Cameron nudged his arm. “Cody, do you think he is somewhere in Laramie?”
“I’m thinking that. I wonder…” he thought for a few minutes. “The Snowy Range Mountains are located just outside of Laramie and there are lots of cabins in that area. He would know that being a professor at the University of Wyoming.”
This time of the season there was a very good chance many of the summer residents would have turned off their power, drained their pipes and headed back to warmer climate. The winters were especially cold there and if you were there you would be snowed in until late spring. Cody knew a few people who snowmobiled back in when the snow got over eight feet high. He’d done it himself with a fellow student who had a cabin up there when he had gone to the University.
“Maybe Marcus has broken into one of those cabins. It’s already snowed up there, but the roads are probably still accessible in some of the areas.”
“But Cody, if he’s familiar with the area he would know he’ll eventually get snowed in and he won’t have enough food to get him and Tammy through the winter,” Dakota replied.
“Unless he has been planning ahead and has stocked one of the out of the way cabins that looked abandoned for the winter. We should call the Sheriff’s office and have him get in touch with the Game and Fish wardens and see what they think.”
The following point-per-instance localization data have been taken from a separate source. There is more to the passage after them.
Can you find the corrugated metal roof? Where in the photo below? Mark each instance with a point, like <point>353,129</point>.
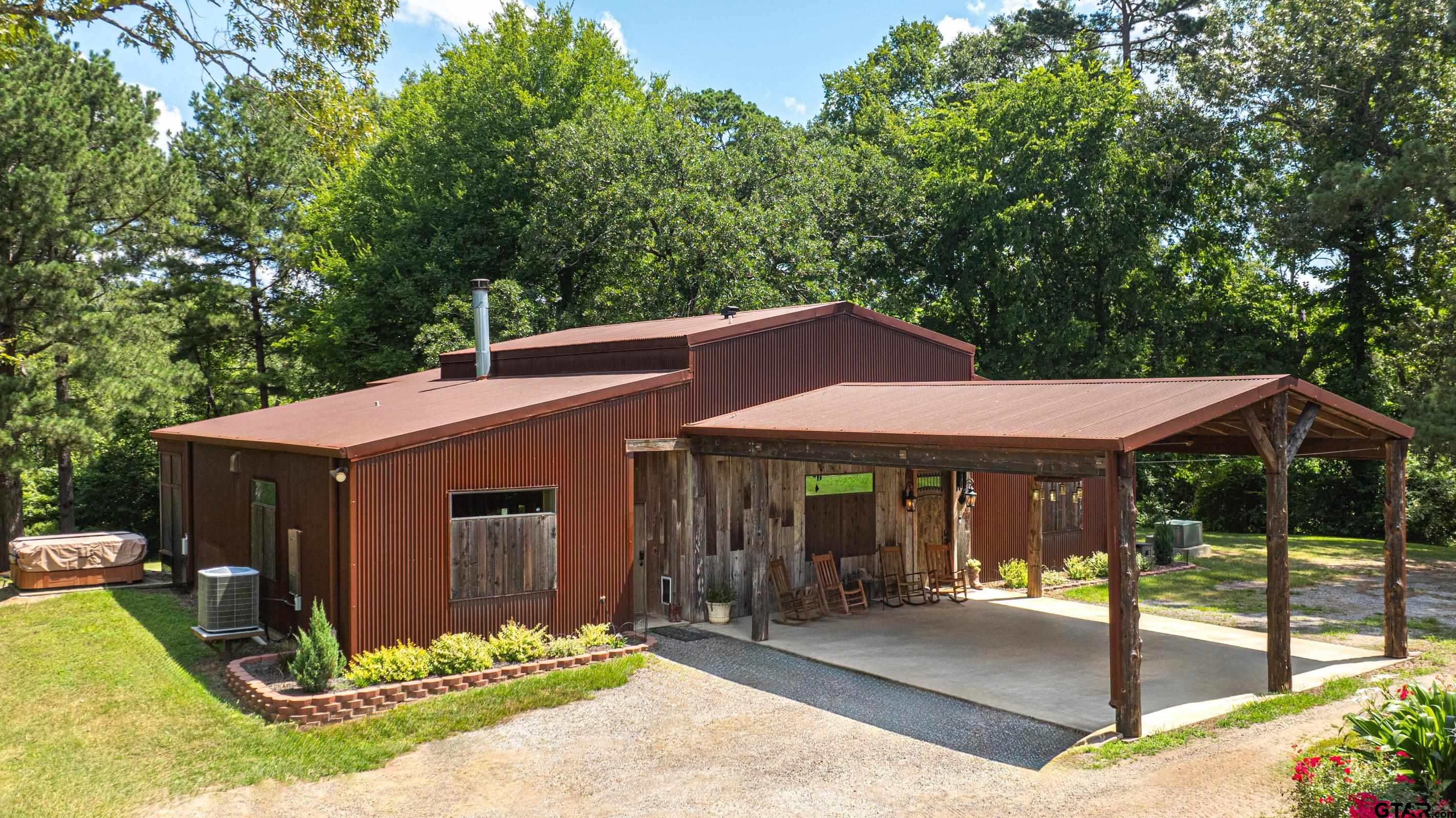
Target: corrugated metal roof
<point>700,330</point>
<point>411,410</point>
<point>1114,415</point>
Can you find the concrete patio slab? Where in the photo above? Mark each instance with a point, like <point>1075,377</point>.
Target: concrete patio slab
<point>1049,658</point>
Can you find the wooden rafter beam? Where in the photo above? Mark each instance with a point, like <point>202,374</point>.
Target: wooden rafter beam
<point>1302,425</point>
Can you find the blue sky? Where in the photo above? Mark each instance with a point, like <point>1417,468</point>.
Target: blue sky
<point>769,51</point>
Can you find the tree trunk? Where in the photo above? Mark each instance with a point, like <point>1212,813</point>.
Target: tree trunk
<point>64,470</point>
<point>255,299</point>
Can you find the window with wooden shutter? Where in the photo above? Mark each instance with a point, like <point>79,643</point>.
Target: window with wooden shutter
<point>266,529</point>
<point>503,544</point>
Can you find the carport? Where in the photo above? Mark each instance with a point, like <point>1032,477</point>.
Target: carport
<point>1059,432</point>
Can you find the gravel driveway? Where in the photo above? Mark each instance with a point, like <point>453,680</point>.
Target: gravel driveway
<point>681,741</point>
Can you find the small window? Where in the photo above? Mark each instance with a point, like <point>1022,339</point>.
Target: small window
<point>466,506</point>
<point>264,534</point>
<point>857,484</point>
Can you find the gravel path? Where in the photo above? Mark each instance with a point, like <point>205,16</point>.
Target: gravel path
<point>907,711</point>
<point>681,741</point>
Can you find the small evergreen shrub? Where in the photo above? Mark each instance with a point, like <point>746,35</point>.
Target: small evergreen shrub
<point>599,636</point>
<point>459,653</point>
<point>564,647</point>
<point>318,658</point>
<point>514,642</point>
<point>1164,544</point>
<point>1014,572</point>
<point>402,661</point>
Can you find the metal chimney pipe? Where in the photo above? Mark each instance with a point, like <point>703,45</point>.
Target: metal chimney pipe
<point>481,300</point>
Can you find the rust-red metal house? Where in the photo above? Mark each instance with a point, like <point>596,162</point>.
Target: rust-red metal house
<point>442,501</point>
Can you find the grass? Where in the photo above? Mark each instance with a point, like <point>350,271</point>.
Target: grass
<point>1270,708</point>
<point>1241,558</point>
<point>108,703</point>
<point>1110,753</point>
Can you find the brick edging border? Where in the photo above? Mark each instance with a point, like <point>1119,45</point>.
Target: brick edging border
<point>340,706</point>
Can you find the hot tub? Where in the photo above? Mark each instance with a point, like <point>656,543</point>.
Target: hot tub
<point>68,561</point>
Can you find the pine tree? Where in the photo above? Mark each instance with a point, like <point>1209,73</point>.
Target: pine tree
<point>85,199</point>
<point>254,166</point>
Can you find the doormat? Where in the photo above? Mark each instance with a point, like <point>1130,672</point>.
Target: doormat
<point>682,634</point>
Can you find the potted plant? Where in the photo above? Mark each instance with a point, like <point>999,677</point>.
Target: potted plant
<point>974,567</point>
<point>720,603</point>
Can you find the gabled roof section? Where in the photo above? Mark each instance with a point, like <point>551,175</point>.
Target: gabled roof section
<point>697,330</point>
<point>411,410</point>
<point>1116,415</point>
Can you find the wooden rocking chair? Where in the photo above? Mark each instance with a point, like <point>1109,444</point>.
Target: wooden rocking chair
<point>945,580</point>
<point>835,591</point>
<point>899,584</point>
<point>794,603</point>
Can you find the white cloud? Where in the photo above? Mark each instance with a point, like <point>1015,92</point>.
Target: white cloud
<point>614,30</point>
<point>450,14</point>
<point>953,28</point>
<point>168,123</point>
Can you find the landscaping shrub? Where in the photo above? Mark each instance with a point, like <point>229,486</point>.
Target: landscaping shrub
<point>1164,544</point>
<point>1341,786</point>
<point>1014,572</point>
<point>1082,568</point>
<point>459,653</point>
<point>514,642</point>
<point>402,661</point>
<point>318,658</point>
<point>564,647</point>
<point>1410,736</point>
<point>600,635</point>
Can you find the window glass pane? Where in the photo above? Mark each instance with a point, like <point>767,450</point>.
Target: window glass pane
<point>497,504</point>
<point>266,492</point>
<point>861,482</point>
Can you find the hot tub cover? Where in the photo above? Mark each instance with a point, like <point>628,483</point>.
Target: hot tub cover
<point>73,552</point>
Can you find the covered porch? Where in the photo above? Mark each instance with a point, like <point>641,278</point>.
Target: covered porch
<point>1049,432</point>
<point>1045,658</point>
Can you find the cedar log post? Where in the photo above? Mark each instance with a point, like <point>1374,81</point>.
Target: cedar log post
<point>1395,636</point>
<point>1033,537</point>
<point>1129,699</point>
<point>759,546</point>
<point>1272,443</point>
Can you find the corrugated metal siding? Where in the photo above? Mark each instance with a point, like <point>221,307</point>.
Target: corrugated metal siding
<point>1001,523</point>
<point>221,519</point>
<point>402,546</point>
<point>766,366</point>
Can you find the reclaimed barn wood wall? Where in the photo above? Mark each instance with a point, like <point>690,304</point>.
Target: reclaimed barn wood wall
<point>669,485</point>
<point>494,556</point>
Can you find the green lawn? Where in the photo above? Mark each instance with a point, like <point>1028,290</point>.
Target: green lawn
<point>1241,558</point>
<point>108,702</point>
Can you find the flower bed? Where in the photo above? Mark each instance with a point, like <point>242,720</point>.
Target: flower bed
<point>342,705</point>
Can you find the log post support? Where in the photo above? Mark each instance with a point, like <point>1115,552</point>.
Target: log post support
<point>1272,441</point>
<point>1129,657</point>
<point>1395,635</point>
<point>1033,537</point>
<point>759,546</point>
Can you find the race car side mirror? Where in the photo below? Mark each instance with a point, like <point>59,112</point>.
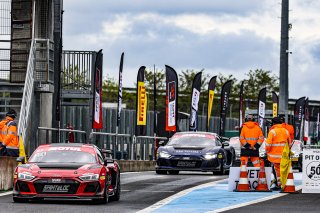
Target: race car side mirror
<point>21,159</point>
<point>108,161</point>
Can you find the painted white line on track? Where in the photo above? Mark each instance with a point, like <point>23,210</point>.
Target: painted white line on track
<point>252,202</point>
<point>178,195</point>
<point>5,193</point>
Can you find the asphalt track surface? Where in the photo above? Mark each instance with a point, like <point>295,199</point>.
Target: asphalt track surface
<point>139,191</point>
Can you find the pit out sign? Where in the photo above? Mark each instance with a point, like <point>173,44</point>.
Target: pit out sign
<point>253,176</point>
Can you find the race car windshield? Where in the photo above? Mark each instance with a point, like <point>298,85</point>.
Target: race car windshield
<point>192,141</point>
<point>62,157</point>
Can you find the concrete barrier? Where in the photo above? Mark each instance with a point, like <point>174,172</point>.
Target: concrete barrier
<point>8,164</point>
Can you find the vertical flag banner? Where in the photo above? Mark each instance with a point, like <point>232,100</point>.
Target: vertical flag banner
<point>120,91</point>
<point>171,99</point>
<point>262,106</point>
<point>275,104</point>
<point>211,87</point>
<point>298,115</point>
<point>306,120</point>
<point>241,109</point>
<point>195,96</point>
<point>141,104</point>
<point>225,94</point>
<point>97,99</point>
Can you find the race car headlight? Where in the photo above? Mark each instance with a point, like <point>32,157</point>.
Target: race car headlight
<point>89,177</point>
<point>25,176</point>
<point>209,156</point>
<point>164,155</point>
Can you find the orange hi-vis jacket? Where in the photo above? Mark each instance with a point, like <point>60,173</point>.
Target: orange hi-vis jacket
<point>11,139</point>
<point>276,141</point>
<point>251,133</point>
<point>288,127</point>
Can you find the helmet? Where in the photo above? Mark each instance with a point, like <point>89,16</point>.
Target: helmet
<point>249,117</point>
<point>276,120</point>
<point>12,113</point>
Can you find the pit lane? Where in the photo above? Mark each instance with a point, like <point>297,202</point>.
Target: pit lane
<point>139,190</point>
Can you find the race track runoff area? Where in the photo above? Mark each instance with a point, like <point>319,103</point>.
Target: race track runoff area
<point>214,197</point>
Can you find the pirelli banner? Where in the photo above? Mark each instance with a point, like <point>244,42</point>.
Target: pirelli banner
<point>141,104</point>
<point>211,87</point>
<point>171,99</point>
<point>97,99</point>
<point>195,97</point>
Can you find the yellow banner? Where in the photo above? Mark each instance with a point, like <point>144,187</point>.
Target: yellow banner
<point>210,101</point>
<point>274,110</point>
<point>142,104</point>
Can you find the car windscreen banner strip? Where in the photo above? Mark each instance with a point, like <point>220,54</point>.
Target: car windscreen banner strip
<point>171,99</point>
<point>195,96</point>
<point>141,104</point>
<point>120,91</point>
<point>225,94</point>
<point>275,103</point>
<point>97,99</point>
<point>211,87</point>
<point>298,114</point>
<point>262,106</point>
<point>241,113</point>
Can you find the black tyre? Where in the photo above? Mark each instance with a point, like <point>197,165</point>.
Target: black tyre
<point>173,172</point>
<point>161,172</point>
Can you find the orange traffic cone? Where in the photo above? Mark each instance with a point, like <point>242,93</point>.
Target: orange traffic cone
<point>262,181</point>
<point>289,187</point>
<point>243,184</point>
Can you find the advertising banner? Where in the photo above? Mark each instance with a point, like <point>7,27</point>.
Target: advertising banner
<point>195,97</point>
<point>171,99</point>
<point>141,106</point>
<point>225,93</point>
<point>97,94</point>
<point>211,87</point>
<point>311,171</point>
<point>253,175</point>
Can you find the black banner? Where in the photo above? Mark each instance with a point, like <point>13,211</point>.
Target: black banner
<point>262,106</point>
<point>97,94</point>
<point>241,109</point>
<point>298,115</point>
<point>195,96</point>
<point>171,99</point>
<point>141,104</point>
<point>211,87</point>
<point>275,104</point>
<point>120,91</point>
<point>225,94</point>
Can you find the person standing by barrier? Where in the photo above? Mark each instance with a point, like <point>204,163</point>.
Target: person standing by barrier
<point>278,136</point>
<point>10,144</point>
<point>251,138</point>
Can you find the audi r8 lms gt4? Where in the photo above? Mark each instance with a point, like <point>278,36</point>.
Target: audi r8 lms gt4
<point>67,171</point>
<point>195,151</point>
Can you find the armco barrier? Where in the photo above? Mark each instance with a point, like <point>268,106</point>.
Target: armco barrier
<point>8,164</point>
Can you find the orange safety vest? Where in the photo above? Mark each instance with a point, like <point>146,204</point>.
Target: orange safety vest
<point>11,137</point>
<point>277,138</point>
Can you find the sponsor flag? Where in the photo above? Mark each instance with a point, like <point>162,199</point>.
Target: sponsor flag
<point>120,91</point>
<point>262,106</point>
<point>195,96</point>
<point>241,109</point>
<point>211,87</point>
<point>97,94</point>
<point>171,99</point>
<point>306,120</point>
<point>298,115</point>
<point>275,103</point>
<point>225,94</point>
<point>141,104</point>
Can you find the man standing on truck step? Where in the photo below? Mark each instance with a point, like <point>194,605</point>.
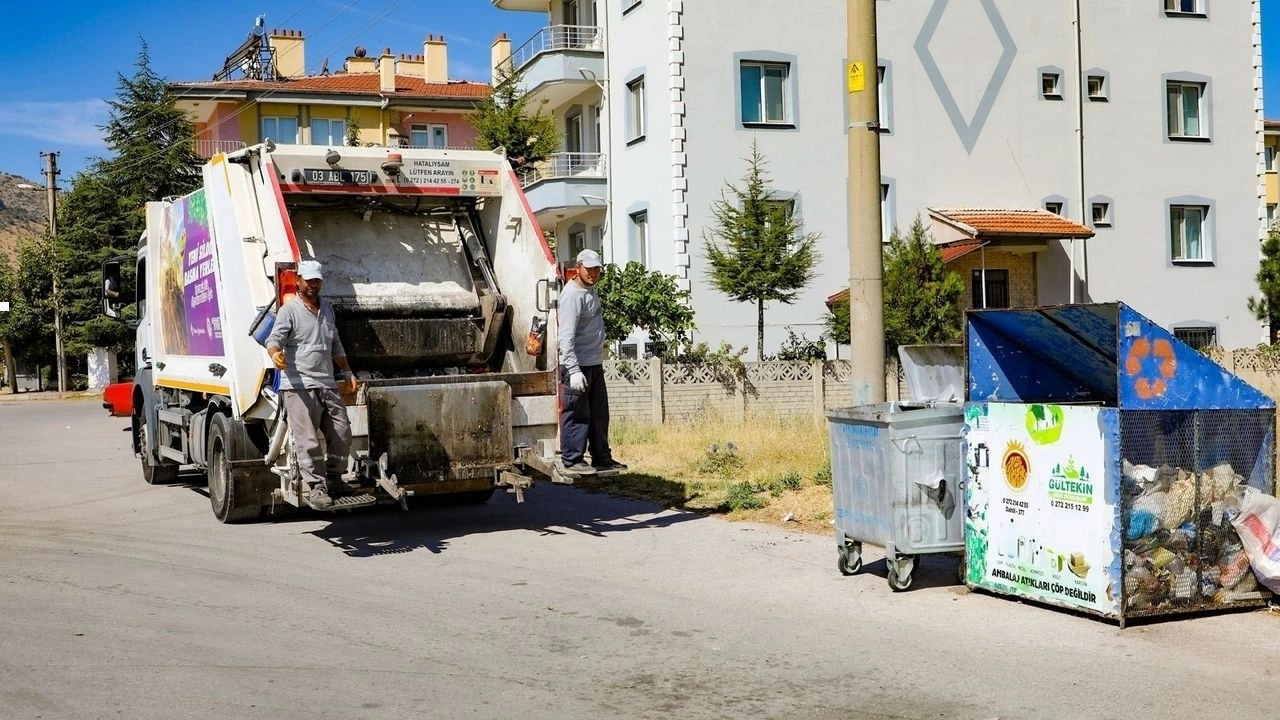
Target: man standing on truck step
<point>584,399</point>
<point>305,346</point>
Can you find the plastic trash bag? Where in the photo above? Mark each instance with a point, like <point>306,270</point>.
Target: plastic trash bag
<point>1258,527</point>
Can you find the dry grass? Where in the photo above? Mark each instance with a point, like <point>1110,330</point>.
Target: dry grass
<point>778,465</point>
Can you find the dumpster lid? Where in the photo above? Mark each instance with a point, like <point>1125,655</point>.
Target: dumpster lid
<point>935,373</point>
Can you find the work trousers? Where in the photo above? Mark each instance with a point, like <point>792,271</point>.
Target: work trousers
<point>318,409</point>
<point>585,418</point>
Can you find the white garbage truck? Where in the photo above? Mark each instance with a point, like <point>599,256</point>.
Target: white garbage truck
<point>438,274</point>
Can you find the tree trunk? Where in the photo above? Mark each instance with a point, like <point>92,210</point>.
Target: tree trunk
<point>10,373</point>
<point>759,329</point>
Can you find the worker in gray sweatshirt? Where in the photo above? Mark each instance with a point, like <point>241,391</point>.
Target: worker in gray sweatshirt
<point>584,399</point>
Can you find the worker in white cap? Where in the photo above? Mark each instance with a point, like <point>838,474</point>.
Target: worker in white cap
<point>584,399</point>
<point>305,347</point>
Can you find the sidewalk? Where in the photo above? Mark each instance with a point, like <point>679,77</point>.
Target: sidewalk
<point>39,396</point>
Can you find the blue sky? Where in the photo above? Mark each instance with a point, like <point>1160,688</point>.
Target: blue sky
<point>62,57</point>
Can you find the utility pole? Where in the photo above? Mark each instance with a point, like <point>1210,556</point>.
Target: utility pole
<point>51,194</point>
<point>865,253</point>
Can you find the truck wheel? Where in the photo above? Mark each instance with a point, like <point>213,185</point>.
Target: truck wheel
<point>222,483</point>
<point>152,473</point>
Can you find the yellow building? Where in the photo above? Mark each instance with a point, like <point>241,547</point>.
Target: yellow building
<point>265,90</point>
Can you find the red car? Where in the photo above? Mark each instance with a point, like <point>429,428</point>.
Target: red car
<point>118,399</point>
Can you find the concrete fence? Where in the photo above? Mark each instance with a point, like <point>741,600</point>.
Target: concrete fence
<point>650,391</point>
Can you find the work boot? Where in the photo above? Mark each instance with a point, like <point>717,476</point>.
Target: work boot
<point>318,497</point>
<point>576,469</point>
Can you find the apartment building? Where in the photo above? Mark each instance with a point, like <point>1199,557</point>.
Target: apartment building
<point>265,89</point>
<point>996,109</point>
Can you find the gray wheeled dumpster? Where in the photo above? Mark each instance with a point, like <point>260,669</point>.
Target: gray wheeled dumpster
<point>896,468</point>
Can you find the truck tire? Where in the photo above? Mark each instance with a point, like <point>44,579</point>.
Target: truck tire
<point>222,483</point>
<point>154,474</point>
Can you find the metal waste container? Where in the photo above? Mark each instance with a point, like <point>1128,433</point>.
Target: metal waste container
<point>896,466</point>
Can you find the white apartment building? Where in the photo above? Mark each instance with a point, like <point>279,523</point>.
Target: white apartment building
<point>1138,119</point>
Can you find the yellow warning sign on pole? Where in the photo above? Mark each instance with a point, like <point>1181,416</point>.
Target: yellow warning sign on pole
<point>856,77</point>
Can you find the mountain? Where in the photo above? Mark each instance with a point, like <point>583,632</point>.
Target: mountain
<point>22,212</point>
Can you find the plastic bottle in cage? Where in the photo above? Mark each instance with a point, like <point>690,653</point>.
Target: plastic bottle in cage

“There are hundreds of cabins up there. How can we pinpoint our search?” Cameron asked.
Jenny who had been sitting on Jared’s lap in the corner of the room said, “We can call the power company and see who is still using electricity. Maybe we don’t even need a search warrant if we tell them what we suspect.”
Cody looked at Jenny, and said, “I think you’re right. That’s a great idea.” He started feeling hope for the first time in two weeks.
She jumped up, “I’ll get on it first thing tomorrow morning. I bet I can talk them into telling us what cabin is still using power and if that is a normal occurrence.”